ABC'S NEWSCAST GAINS ON NBC'S
A neck-and-neck race appears to be developing between the ABC and NBC nightly newscasts as ABC's World News With Charles Gibson continues to gain viewers and NBC Nightly News with Brian Williams continues to shed them. According to last week's Nielsen figures, the NBC newscast remains in the lead with 9.8 million viewers, while ABC's is close behind with 9.07 million. Among viewers aged 25-54, the race is tighter still with the NBC show registering 2.82 million and ABC's 2.72 million. The CBS Evening News With Katie Couric has shed the most viewers year-to-year and now attracts a total audience 7.37 million and 2.37 million younger viewers. In an interview with the Readers Digest, Couric said she remains "blissfully unaware" of the ratings, "but I am not exactly living under a rock, either. The bottom line is that seven and a half million people are watching us." She concluded, "I am just glad that I took a risk. And if I can inspire one little girl, then I feel great about that."

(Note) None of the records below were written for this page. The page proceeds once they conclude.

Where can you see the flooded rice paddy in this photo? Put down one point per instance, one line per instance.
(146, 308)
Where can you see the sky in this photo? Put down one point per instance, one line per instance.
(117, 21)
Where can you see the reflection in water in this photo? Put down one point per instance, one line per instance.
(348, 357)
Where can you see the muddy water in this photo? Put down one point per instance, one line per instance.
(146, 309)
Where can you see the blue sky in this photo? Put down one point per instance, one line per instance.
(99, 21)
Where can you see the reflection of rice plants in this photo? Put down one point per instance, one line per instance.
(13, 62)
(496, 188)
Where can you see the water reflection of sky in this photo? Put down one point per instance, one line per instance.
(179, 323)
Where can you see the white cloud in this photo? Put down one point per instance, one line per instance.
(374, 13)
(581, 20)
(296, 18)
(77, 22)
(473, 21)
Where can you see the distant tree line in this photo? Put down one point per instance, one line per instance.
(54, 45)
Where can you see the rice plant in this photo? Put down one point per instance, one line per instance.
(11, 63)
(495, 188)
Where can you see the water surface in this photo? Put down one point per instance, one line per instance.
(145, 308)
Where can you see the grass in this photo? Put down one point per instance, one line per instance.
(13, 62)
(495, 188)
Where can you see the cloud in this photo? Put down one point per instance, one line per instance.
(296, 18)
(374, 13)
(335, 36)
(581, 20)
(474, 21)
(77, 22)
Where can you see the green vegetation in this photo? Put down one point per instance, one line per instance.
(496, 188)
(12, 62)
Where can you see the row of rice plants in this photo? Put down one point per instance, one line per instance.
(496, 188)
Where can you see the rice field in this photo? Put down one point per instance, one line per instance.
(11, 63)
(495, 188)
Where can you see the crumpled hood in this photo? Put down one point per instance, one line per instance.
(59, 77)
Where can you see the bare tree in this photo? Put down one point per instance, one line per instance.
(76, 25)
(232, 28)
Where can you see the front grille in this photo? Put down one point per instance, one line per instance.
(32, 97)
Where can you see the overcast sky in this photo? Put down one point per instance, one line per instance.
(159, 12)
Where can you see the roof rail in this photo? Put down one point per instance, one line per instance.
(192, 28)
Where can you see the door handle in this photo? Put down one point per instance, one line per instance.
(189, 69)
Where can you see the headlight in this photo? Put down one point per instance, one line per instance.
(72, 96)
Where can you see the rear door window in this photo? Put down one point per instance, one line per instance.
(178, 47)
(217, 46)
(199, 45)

CUOMO NEARLY INJURED IN IRAQ
Good Morning America's Chris Cuomo narrowly missed becoming the latest journalist to join the wounded in the war in Iraq. On Tuesday a roadside bomb ripped into the armored Humvee in which he was riding, but the shrapnel missed him. "I got very, very lucky," Cuomo said in a telephone interview with the Washington Post. The incident, Cuomo suggested, was regarded as routine by the American soldiers with whom he was riding. "They go out day after day while people are trying to blow them up," he said. ABC News spokesman Jeffrey Schneider said that Cuomo had volunteered for the Iraq assignment. "It reminds you once again that Iraq is a terribly dangerous place, but a place where we owe it to our audience to tell the story of what soldiers go through on a daily basis," Schneider said.

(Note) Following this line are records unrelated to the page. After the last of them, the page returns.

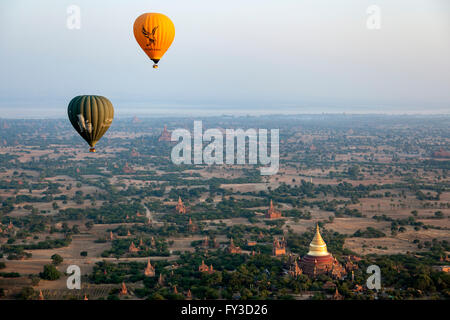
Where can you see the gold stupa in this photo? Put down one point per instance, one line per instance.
(318, 247)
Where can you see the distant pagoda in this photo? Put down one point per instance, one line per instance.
(123, 289)
(319, 260)
(165, 135)
(233, 248)
(272, 213)
(279, 247)
(180, 207)
(204, 268)
(149, 270)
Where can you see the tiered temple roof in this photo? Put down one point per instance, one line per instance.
(204, 268)
(272, 213)
(132, 248)
(233, 248)
(180, 207)
(319, 260)
(165, 135)
(149, 270)
(279, 247)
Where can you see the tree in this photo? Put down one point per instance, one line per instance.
(50, 273)
(57, 259)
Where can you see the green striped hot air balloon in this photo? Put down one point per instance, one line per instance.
(91, 116)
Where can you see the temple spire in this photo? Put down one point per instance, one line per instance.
(317, 247)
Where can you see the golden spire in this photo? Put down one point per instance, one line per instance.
(317, 247)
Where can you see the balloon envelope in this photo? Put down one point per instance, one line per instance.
(91, 116)
(155, 33)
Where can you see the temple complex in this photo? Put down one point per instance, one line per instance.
(319, 260)
(204, 268)
(180, 208)
(123, 289)
(233, 248)
(165, 135)
(161, 280)
(272, 213)
(279, 247)
(149, 270)
(192, 227)
(295, 270)
(132, 248)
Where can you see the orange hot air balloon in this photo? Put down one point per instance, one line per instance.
(155, 33)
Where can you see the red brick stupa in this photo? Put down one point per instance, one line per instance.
(165, 135)
(272, 213)
(319, 260)
(180, 207)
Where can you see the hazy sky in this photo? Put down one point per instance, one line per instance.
(299, 56)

MAUI TEENS IN A FEVER OVER MAUI FEVER
MTV's latest reality series Maui Fever is drawing flak from local teenagers who say that the show gives a distorted impression of life on the Hawaiian island, suggesting that it's a place where young people are always partying and hooking up for sex. Sixteen-year-old Nathan Ugale of Lahaina told the Maui News, "I don't want [tourists] to come to Maui and think that people are going to come up to their daughters, so 'I better keep them away.'" Another Lahaina sixteen-year-old, Abcde [sic] Shibao, told the newspaper, "They just show partying ... but [young people are] active in school, community and sports." Several objected to the fact that all of the people selected for the show are white -- or "haoles," to use the local epithet.

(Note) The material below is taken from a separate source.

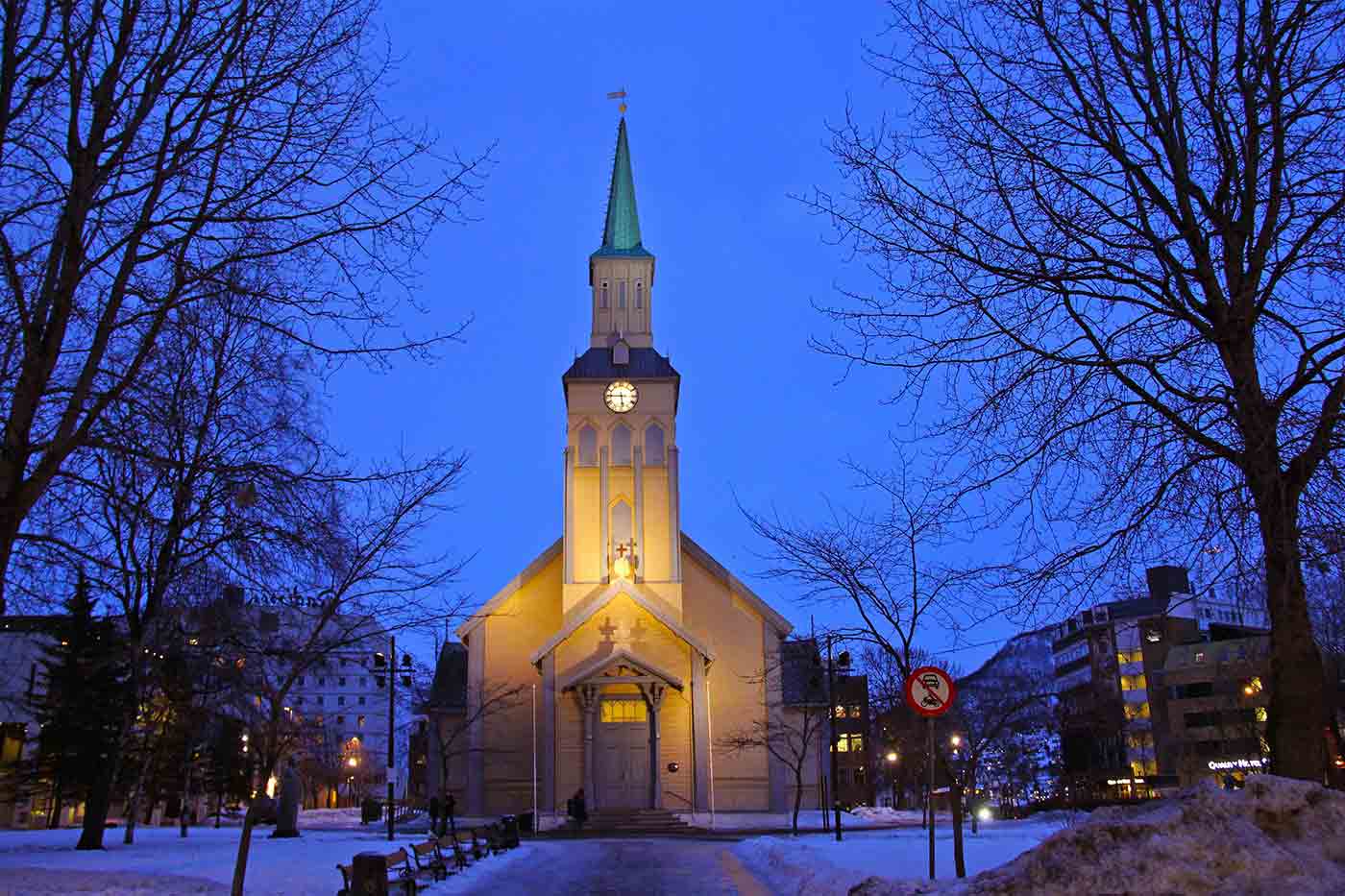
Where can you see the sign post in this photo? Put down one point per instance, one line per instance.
(930, 693)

SHOULD GREY'S WASHINGTON "COME OUT?"
ABC has brushed aside proposals by gay activists that Grey's Anatomy costar Isaiah Washington's character should become gay. The actor was recently called on the carpet by producers of the show, fellow actors, and network executives for using an anti-gay slur on the set of the show and repeating it at the Golden Globes awards. An ABC spokesperson told today's (Wednesday) Philadelphia Inquirer: "That is not part of his story line, and it wouldn't make sense for the character." Larry Gross, director of USC's Annenberg School for Communication, added, "ABC won't do it. ... It would be a constant reminder of this incident and would keep it fresh in the minds of viewers." Washington has previously played a gay man -- in Spike Lee's 1996 film Get on the Bus.